Making Friends With Severe Social Anxiety. Need advice.

WJD
Community Member

Hi,

I am 18 years old (in year 12 this year) and have suffered from social anxiety for my entire life. It has severely affected my ability to make friends. I've never had the ability to form a close friendship with anyone. Although this hasn't bothered me as much in the past, it has hit me big in the last month as I don't have anyone in person that I can talk to and let into my life. Every year I get less and less connected to my family as they are so different to me and don't understand in anyway what my social anxiety is like. As my anxiety has gotten worse, I have came to the realisation that I need to really try and make friends but it feels impossible to achieve. I considered joining clubs of people with the same interests as me but can't build the courage to do it. I really don't know how to deal with the situation i'm in right now. Everyone I know seems to have at least one close friend in their life but me, it makes me feel so lonely and isolated. My next therapy appointment isn't until February, so i'm stuck with this tormenting pain in my mind, putting me in a really depressed state. I would really appreciate some feedback on what I should do.

5 Replies 5

gunnedo
Community Member
Hi WJD, it sounds like yu are in a very hard place and it makes us feel so alone. Taping into this forum is a good move where you can see others have had similar circumstances. Can you see your gp or another one and ask them to help you get to someone sooner. It can be a lonely journey this one, however it may not seem like it but you are not alone. I find the isolation part of all this is the hardest, I am away from my family and dont really have anyone to talk to , I do a lot of writing about whats going on and sometimes that helps.can you listen to music,meditate? Sending you my best.

Spl spl
Community Member

Hey WJD, your post hit pretty close to home. I know from your perspective it looks like you're the only one having troubles with this, but I guarantee there's others in your school with the same problem too. Truly, you're not alone. With making close friends, courage can be a big factor, as well as trust. But it's not impossible by any means, even if it feels that way from the social anxiety.

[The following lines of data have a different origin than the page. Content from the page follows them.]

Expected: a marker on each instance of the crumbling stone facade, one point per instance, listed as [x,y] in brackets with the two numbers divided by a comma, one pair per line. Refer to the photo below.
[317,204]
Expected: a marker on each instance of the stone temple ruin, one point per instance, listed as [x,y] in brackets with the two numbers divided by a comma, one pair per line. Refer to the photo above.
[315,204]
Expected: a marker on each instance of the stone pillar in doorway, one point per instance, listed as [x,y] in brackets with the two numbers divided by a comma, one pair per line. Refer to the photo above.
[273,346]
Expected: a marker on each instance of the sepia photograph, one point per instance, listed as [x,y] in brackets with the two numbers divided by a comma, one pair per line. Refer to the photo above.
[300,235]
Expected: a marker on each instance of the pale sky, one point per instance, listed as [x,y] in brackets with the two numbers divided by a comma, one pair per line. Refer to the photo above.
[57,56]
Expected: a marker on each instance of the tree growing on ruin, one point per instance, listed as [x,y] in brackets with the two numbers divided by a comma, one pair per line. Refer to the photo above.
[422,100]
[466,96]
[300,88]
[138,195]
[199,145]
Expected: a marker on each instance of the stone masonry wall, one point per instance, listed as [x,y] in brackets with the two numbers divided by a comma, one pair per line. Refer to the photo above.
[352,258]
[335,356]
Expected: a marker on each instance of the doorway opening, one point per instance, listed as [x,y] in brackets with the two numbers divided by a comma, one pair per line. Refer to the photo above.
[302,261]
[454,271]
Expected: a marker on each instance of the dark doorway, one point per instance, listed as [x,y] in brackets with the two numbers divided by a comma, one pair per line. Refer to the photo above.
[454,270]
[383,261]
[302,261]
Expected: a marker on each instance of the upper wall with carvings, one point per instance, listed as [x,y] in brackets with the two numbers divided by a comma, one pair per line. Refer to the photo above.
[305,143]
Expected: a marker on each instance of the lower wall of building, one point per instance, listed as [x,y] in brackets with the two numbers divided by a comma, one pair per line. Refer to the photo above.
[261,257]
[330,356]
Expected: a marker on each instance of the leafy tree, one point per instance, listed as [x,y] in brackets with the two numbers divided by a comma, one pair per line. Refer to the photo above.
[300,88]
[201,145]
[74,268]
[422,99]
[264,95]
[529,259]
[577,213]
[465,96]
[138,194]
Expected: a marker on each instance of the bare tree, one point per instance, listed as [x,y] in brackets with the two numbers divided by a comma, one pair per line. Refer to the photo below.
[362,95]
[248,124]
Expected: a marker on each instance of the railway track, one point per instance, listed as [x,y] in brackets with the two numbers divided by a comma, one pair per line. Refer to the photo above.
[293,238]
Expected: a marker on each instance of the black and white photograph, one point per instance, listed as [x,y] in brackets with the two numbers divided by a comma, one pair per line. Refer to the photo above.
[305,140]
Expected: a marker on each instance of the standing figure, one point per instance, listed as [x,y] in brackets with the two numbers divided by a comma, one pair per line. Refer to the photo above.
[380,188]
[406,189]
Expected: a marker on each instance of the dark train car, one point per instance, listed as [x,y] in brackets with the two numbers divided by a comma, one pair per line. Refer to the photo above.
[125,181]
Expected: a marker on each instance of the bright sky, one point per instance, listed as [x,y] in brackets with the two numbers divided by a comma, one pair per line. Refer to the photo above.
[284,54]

I think, the best way to start might be to open yourself up a little and take a risk. Not a bad risk, but a good one. Take a chance and enroll, on impulse, 12am in the middle of the night if you have to, in one of those clubs or something you're interested in outside of school, or even online like a discord chat or something like that. Online friends count too, seriously. Whatever it is, it just needs to be one thing you can jump into and do.

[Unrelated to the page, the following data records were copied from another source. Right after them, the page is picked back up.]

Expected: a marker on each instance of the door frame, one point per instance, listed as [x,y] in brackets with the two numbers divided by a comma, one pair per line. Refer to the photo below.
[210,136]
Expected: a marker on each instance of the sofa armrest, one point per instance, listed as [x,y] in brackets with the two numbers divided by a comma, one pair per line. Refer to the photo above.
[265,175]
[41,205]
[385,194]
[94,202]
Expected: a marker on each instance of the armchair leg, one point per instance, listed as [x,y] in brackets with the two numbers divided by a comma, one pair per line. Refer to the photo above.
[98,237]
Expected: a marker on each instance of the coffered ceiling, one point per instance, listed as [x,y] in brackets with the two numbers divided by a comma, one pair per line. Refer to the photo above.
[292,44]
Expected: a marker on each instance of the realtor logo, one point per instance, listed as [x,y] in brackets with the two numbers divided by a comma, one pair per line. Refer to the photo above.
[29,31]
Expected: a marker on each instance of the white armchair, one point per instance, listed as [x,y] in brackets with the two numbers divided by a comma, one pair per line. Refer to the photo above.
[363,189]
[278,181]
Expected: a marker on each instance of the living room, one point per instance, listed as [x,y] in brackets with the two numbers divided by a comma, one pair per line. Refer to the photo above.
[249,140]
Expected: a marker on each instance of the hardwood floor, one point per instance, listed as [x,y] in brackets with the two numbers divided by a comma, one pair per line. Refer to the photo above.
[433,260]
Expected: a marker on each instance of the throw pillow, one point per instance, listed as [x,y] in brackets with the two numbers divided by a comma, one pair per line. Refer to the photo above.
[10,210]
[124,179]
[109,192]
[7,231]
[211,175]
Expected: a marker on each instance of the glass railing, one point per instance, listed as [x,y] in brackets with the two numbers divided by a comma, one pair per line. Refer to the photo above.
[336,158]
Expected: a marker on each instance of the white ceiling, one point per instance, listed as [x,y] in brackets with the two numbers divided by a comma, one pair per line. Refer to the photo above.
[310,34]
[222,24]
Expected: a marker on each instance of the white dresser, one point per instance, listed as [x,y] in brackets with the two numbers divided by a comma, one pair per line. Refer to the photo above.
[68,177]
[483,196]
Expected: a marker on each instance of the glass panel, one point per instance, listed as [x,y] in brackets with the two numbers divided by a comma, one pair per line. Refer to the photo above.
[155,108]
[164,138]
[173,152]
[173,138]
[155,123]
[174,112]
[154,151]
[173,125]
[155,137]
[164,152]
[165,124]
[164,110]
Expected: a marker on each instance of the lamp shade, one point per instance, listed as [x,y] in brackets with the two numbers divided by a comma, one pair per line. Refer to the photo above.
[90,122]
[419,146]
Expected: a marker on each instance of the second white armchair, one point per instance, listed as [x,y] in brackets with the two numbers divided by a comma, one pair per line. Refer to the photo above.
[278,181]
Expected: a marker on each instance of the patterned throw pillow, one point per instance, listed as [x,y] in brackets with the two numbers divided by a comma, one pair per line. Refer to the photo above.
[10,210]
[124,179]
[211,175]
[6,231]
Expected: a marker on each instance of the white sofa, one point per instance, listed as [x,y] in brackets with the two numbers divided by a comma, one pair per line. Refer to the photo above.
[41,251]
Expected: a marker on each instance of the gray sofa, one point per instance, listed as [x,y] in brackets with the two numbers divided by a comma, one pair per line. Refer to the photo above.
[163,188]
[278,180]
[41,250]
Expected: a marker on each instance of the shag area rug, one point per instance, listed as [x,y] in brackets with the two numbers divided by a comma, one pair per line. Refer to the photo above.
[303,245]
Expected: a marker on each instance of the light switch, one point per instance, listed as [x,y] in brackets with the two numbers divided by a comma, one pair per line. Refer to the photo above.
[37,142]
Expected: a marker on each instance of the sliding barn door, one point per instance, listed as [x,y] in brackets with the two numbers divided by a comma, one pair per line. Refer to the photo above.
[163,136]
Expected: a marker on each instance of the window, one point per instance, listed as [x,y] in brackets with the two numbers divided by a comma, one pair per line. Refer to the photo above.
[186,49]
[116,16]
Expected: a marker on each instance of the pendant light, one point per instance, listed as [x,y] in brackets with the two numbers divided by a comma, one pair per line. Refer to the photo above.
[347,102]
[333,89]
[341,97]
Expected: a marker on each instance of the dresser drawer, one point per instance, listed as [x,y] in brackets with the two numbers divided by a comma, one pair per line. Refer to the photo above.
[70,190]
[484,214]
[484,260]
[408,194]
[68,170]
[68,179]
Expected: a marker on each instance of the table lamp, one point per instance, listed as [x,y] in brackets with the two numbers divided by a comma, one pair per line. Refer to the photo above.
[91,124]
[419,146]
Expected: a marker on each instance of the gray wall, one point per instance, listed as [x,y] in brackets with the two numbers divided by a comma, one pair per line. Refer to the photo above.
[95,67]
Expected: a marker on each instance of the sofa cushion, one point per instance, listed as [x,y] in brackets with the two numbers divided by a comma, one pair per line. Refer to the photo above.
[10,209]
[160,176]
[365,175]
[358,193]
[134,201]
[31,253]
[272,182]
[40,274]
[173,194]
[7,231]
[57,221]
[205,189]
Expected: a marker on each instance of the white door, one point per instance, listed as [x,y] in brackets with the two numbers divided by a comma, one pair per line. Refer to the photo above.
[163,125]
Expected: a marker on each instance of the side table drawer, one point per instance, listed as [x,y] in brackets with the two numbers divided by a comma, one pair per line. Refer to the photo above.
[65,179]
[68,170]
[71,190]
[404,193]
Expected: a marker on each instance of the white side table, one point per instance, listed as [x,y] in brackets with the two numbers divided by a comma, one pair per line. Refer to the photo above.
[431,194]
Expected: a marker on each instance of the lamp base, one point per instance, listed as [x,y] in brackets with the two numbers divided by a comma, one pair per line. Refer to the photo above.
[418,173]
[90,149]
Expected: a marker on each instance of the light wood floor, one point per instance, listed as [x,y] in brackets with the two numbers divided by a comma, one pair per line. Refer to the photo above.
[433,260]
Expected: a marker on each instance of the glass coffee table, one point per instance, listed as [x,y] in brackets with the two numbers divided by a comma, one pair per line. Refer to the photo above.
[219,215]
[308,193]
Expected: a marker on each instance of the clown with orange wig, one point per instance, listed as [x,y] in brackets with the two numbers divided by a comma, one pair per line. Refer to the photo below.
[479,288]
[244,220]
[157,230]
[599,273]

Sorry for suggesting what may feel impossible- just I feel getting out of your comfort zone and meeting someone new may work out better than getting depressed over the present. Becoming close friends comes after many conversations, so really tackling that social anxiety instead of being controlled by it may be the most efficient way. Feel free to reply if I misunderstood your post or anything! Wish you all the best in year 12.

WJD
Community Member

Hello gunnedo

Thanks for the suggestions.

My parents normally organise all my appointments and they're on holidays currently, so talking to my gp isn't really an option for me, at least until they get back.

I've got into the habit of listening to music lately and that has helped. Watching movies also really helps me keep my mind off things going on in life. I've never tried meditating but I don't think it would be any more effective than all my other coping mechanisms. I will give it a try and see how it goes.

I've however noticed lately that whenever I do indulge in my coping mechanisms, that lonely/isolated feeling (I don't really know how to describe it) is sometimes still there when previously that wasn't the case. It's a very on and off thing, but it's got to the point where I don't really know how to control it anymore.

blondguy
Champion Alumni
Champion Alumni

Hello WJD

You have great strength to write this thread topic as it effects so many people including myself as I have had some social anxiety for a while now and its a pain.

Year 12 (and good you) takes a heap of hard work to achieve making it as far as you have. I have been on the forums for two years and have a family member that left school in year 10 'as it was too hard'

I have had generalised anxiety for a long time now and it does go away eventually which is the good news

Can I ask if you have been diagnosed with 'Social Anxiety' by a GP/Counselor/Therapist ?

Spl Spl and gunnedo have written great posts above saying you are not the only person that feels this way

I really feel your pain as when I was in year 12, I was a mixed up mess as there is so much happening in such a short time.

You are not alone feeling the way you do WJD

You are an amazing proactive person for having the strength to post.

I really hope you can stick around the forums WJD

My Kind thoughts

Paul

WJD
Community Member

Hello blondguy

Thanks for the encouraging words.

In response to your question, yes I have. I go to CBT every 3 or so weeks to try and better manage my anxiety. I've been doing that for about the past 6 months and made small improvements, but nothing significant.